Polémique
Quand ils entrevoient des bribes du « débat » qui fait rage au sujet des vaccins sur les réseaux sociaux, bien des gens (dont moi) ont le réflexe de hausser les épaules. Après tout, se dit-on, les bienfaits des campagnes d’immunisation sont si bien démontrés et le rejet des faits scientifiques des antivaccins est si évident qu’il est inconcevable que leur mouvement sorte un jour de la marginalité, n’est-ce pas? Une étude parue en mai dans Nature incite à réviser cette croyance : les données ont beau être du côté des vaccins, le « champ de bataille » virtuel, lui, n’est pas à leur avantage.
Une équipe menée par le physicien de l’Université George Washington Neil Johnson a analysé le contenu et les commentaires laissés lors de l’éclosion de rougeole de 2019 sur quelque 1 300 pages Facebook rassemblant 85 millions d’internautes à travers le monde. Les auteurs ont classé ces communautés virtuelles en trois catégories : les provaccins, les antivaccins et les neutres. « Les communautés neutres de notre étude peuvent ne discuter que rarement de vaccins, mais quand elles le font, on y trouve des opinions des deux côtés », m’a dit M. Johnson dans un échange de courriels. Il peut s’agir d’une association de parents d’école ou d’organisations de sports pour enfants par exemple. Les chercheurs ont ensuite accordé une attention particulière aux « liens » entre ces pages, c’est-à-dire quand une page en recommande une autre à tous ses membres. Cela leur a permis de cartographier l’influence des groupes anti- et provaccins. Le tableau qui s’en dégage est déprimant : les pages des antivaccins sont beaucoup mieux imbriquées dans celles des communautés neutres et occupent une place beaucoup plus centrale que les pages des provaccins qui, elles, se trouvent plus en périphérie. Et cela s’est aggravé au cours de l’éclosion de rougeole : certains des groupes antivaccins ont vu leurs nouveaux membres croître de 300 % entre février et octobre 2019, alors qu’aucune des communautés provaccins n’a dépassé les 100 % d’augmentation. En outre, toujours pendant la même période, les pages neutres ont fait plus de liens vers les anti- que vers les provaccins.

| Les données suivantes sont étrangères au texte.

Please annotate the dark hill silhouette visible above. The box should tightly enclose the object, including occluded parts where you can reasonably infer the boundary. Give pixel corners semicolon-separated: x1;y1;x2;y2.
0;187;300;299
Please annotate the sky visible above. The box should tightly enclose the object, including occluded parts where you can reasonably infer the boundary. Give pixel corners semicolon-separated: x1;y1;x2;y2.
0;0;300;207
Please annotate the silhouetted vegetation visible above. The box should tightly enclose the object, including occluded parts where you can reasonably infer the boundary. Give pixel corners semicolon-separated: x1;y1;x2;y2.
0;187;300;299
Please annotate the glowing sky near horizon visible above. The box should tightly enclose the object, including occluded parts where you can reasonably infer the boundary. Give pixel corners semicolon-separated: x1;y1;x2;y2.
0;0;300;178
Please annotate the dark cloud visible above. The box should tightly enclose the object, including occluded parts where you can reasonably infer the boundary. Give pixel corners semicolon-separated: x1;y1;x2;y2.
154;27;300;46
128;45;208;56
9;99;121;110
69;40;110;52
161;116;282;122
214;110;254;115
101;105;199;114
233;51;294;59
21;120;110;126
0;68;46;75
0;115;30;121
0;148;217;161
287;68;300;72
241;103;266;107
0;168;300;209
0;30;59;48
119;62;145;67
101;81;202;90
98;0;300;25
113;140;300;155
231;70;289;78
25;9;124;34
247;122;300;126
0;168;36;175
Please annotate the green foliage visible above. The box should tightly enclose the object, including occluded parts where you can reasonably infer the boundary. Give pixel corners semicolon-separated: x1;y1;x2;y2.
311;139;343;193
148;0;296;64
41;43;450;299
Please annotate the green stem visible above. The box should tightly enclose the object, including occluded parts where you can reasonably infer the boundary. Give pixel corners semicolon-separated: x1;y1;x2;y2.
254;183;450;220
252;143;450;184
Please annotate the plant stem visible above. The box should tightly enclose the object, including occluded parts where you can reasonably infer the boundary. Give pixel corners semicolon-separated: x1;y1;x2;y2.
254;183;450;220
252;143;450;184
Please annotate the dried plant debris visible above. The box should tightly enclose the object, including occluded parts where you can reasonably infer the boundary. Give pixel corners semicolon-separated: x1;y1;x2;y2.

C’est inquiétant, souligne Neil Johnson, parce que, même si les communautés neutres ne sont pas uniquement axées sur les vaccins, « le fait que ces gens se font confiance sur un autre sujet, tels les sports pour enfants, implique qu’ils vont probablement s’écouter assez attentivement les uns les autres sur d’autres sujets tels que les vaccins. Comme ils sont devenus plus liés aux antivaccins durant l’éclosion de rougeole, cela montre qu’ils se sentent plus interpellés par le thème de la méfiance à l’égard des vaccins, même s’ils n’en parlent pas souvent. Et, plus important, cela signifie qu’ils sont probablement plus exposés maintenant aux opinions des pages antivaccins, ce qui pourrait éventuellement les faire basculer ».
Plusieurs caractéristiques de ces réseaux pourraient expliquer tout cela. D’abord, écrivent les chercheurs, les pages antivaccins ont en moyenne moins d’abonnés, mais elles sont plus nombreuses que les pages provaccins. L’étude dénombre 124 pages provaccins fortes de 6,9 millions d’abonnés, alors que les pages antivaccins ne comptent que 4,2 millions de membres, mais répartis en 317 communautés. Cela leur donne plus de points à partir desquels s’arrimer aux communautés neutres pour, potentiellement, les influencer.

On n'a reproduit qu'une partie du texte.